Progetto Follia. Un murales di capsule esauste candidato al Guinnes World Record

A Cavriago, in provincia di Reggio Emilia, sorge la nuova sede della azienda Allodi Apicoltura, un’impresa familiare che svolge l’intera attività inerente alla produzione di miele: dalla cura dell’alveare al monitoraggio delle fioriture, dalla raccolta del miele alle successive lavorazioni. Accanto all’attività produttiva e commerciale, l’impegno a far conoscere il mondo delle api, a far comprendere la loro indispensabile presenza nella natura e il rispetto del loro lavoro e della biodiversità.
Particolarmente attenta a questi temi, la signora Katja Allodi che ha ideato un ambizioso progetto che celebra il mondo delle api e la sua bellezza, coniugandolo con il rispetto della natura attraverso il riciclo che sottrae rifiuti all’ambiente, donando loro nuova vita.
Il Progetto Follia – questo il nome – è nato osservando un muro nudo all’esterno del nuovo laboratorio, a cui Katja voleva dare un senso trasformandolo in un enorme murales.
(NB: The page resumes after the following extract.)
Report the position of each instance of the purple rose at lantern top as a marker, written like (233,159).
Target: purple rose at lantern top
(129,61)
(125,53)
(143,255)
Ma come, visto che il muro sottostava ai vincoli storici? E quale significato dare all’allestimento?
Si è scelto di utilizzare pannelli di legno da sovrapporre al muro e di decorarli con capsule di caffè: una follia vista l’enorme superficie!

Le capsule di caffè, però, sono sembrate immediatamente ideali per via della loro relativa facilità di lavorazione, una buona resistenza alle intemperie e, soprattutto, per il recupero di materiali riciclati.
Grazie all’aiuto di amici, colleghi, clienti, amici di amici e conoscenti sono state recuperate oltre 40.000 capsule attraverso una raccolta iniziata nel marzo 2020. Dopo essere state svuotate e lavate, le capsule sono state schiacciate, bucate e poi, tramite un sottile filo di metallo (ne sono stati utilizzati quasi 5 Km) sono state “tessute” in modo da creare il disegno voluto. Con esse sono state realizzate le tavole dei pannelli: una sequenza che celebra la bellezza della natura, il mondo delle api, la biodiversità e il rispetto dell’ambiente. I disegni celebrano la natura, ma anche l’importanza della famiglia, del tendere la mano al prossimo, oltre che l’importanza che un insetto piccolo come l’ape riveste nella conservazione della biodiversità.
Il murales è composto da 13 pannelli, realizzati con 48.071 capsule in più di 50 colori e tantissime ore in oltre un anno di lavoro. Grazie alla sua grandiosità è candidato al Guinness World Record.